The oscillations in stem resistance give rise to amplitude modulations in dendritic spiking, as seen in Fig. 16A. However, these modulations decay as Rss approaches steady state. This transient modulated spiking occurs over the narrow frequency range of 30–35 Hz. At 33 Hz the modulated spiking at X = 0.1 evolves into dendritic bursting oscillations at X = 2.0 and then quickly decays. Figure 16A (dashed) shows that the initial active phase of the burst has 15 spikes. The subsequent 3 active phases decrease in amplitude and spike number. It is important to emphasize that these bursting oscillations occur over a narrow frequency range and do not persist.

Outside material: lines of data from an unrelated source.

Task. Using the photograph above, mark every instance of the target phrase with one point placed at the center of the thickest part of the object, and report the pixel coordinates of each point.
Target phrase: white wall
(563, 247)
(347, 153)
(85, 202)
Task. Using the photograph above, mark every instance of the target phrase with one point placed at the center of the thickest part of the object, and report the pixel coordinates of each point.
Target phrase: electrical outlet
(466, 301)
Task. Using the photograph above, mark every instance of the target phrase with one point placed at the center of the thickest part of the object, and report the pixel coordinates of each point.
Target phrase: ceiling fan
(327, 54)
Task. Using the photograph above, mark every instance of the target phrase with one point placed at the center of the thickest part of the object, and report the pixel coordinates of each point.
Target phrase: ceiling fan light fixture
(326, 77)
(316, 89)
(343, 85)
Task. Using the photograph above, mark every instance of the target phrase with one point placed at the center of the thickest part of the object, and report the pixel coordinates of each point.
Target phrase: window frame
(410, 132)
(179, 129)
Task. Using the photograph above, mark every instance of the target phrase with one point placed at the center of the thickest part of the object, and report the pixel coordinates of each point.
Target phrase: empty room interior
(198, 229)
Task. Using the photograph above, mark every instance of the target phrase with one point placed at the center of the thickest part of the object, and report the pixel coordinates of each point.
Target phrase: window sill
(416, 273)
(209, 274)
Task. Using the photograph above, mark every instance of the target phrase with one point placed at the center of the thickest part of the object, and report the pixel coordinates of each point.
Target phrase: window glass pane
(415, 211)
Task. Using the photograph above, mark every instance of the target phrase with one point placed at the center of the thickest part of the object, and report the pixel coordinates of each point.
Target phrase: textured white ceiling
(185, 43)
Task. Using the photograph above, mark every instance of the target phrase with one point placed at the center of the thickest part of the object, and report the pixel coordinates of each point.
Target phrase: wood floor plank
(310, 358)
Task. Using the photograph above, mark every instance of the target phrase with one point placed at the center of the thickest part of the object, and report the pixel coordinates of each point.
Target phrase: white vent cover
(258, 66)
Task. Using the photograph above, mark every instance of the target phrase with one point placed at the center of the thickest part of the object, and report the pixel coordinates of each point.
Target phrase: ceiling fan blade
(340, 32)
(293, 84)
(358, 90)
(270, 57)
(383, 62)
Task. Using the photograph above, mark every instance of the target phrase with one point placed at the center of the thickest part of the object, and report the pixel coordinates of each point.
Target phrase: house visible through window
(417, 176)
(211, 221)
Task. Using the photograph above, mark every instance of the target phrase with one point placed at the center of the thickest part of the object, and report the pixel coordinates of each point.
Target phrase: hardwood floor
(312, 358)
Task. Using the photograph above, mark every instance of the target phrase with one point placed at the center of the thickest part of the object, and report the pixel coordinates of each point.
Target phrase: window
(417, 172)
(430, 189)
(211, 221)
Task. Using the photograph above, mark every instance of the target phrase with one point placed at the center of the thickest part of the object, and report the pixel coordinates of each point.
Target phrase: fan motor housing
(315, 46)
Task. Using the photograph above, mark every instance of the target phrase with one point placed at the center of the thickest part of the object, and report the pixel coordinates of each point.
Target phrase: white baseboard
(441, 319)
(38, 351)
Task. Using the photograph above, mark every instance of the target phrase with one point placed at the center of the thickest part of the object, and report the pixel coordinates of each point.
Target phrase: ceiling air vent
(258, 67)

Figure 17 demonstrates the effects of modeling the onset of a high-frequency "excitotoxic" synaptic input. In Fig. 17, a 20 Hz synaptic input drives the stem resistance to values that support spiking in the spine heads. The peak dendritic potential at the input and output locations plateau in the vicinity of 30 mV. At 2,500 ms the input frequency is changed to 100 Hz, which could be an excitotoxic frequency for many nerve cells. This causes a supercritical surge in intracellular calcium that drives the stem resistance down at the input site. Within 250 ms the dendritic spikes cease and the peak response drops to near 10 mV. This electrical activity is insufficient to spread downstream to distal dendritic regions, so the potential at the output site quickly approaches rest values. However, it is interesting to note that the low level of electrical activity at the target leads to a slow rise in Rss there, providing those excitable spines with a lower threshold for spiking if stimulated.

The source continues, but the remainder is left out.